Nicolas de la Grotte
Nicolas de La Grotte (also La Crotte) (1530 – c. 1600) was a French composer and keyboard player of the Renaissance. He was well known as a performer on the organ and on the spinet, as well as a composer of chansons; in addition he was one of very few French composers of the 16th century with a surviving composition written specifically for the keyboard.
Nothing is known about his early life; the first record of La Grotte's life is from 1557, when he was employed as a keyboard player (organ and spinet) to the King of Navarre, Antoine de Bourbon, at Pau in southwestern France.
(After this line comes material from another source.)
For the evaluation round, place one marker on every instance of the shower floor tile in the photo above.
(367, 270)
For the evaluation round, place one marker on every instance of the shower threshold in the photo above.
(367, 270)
In 1562 he was given a position with the Duke of Anjou, along with Guillaume Costeley, and when the Duke of Anjou became King Henry III of France in 1574, La Grotte acquired the prestigious post of 'vallet de chambre et organiste ordinaire'.
His reputation as an organist seems to have been high; several writers in the early 1580s, such as La Croix du Maine and Jean Dorat, praised his playing. Between 1586 and 1589 he attempted to purchase land outside of Paris (whether he was successful is not known) and he went to Tours during the 1590 siege of Paris, where he stayed with the as-yet-uncrowned Henry IV of France (Henri de Navarre). The rest of his career and circumstances of his death have not yet been investigated by biographers.
La Grotte was known for his chansons, about 100 of which have survived, and also for his keyboard playing, especially on the organ. While he is known to have written music for the organ, only one composition has survived: a four-part fantasia on the madrigal Ancor che col partire by Cipriano de Rore. This is one of only a handful of French pieces of the 16th century that was written specifically for keyboard. The overwhelming majority of keyboard compositions from 16th-century France are transcriptions of music for voices—especially chansons.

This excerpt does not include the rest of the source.